Cell output: StatementMeta(, 21cb8cd3-7742-4c1f-8339-265e2846df1d, 24, Finished, Available, Finished)

As a final step, save the benchmark results to a table in your lakehouse. This step is optional but highly recommended - it makes your findings more useful. When you change something in the RAG (for example, modify the prompt, update the index, or use a different GPT model in the response generator), measure the impact, quantify improvements, and detect regressions.

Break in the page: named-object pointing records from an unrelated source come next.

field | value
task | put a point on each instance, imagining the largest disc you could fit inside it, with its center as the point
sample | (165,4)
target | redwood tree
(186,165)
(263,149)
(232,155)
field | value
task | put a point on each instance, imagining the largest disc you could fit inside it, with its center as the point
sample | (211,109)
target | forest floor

# create name of experiment that is easy to refer to
friendly_name_of_experiment = "rag_tutorial_experiment_1"

# Note the current date and time  
time_of_experiment = current_timestamp()

# Generate a unique GUID for all rows
experiment_id = str(uuid.uuid4())

# Add two new columns to the Spark DataFrame
updated_df = df.withColumn("execution_time", time_of_experiment) \
                        .withColumn("experiment_id", lit(experiment_id)) \
                        .withColumn("experiment_friendly_name", lit(friendly_name_of_experiment))

# Store the updated DataFrame in the default lakehouse as a table named 'rag_experiment_runs'
table_name = "rag_experiment_run_demo1" 
updated_df.write.format("parquet").mode("append").saveAsTable(table_name)

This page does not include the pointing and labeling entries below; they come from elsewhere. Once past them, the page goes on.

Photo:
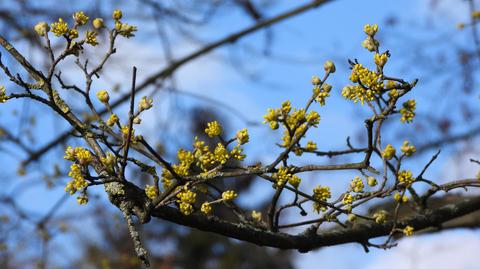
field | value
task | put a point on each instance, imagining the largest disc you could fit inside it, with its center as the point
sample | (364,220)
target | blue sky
(333,31)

Cell output: StatementMeta(, 21cb8cd3-7742-4c1f-8339-265e2846df1d, 28, Finished, Available, Finished)

Return to the experiment results anytime to review them, compare with new experiments, and choose the configuration that works best for production.

Summary

Use AI-assisted metrics and top-N retrieval rate to build your retrieval-augmented generation (RAG) solution.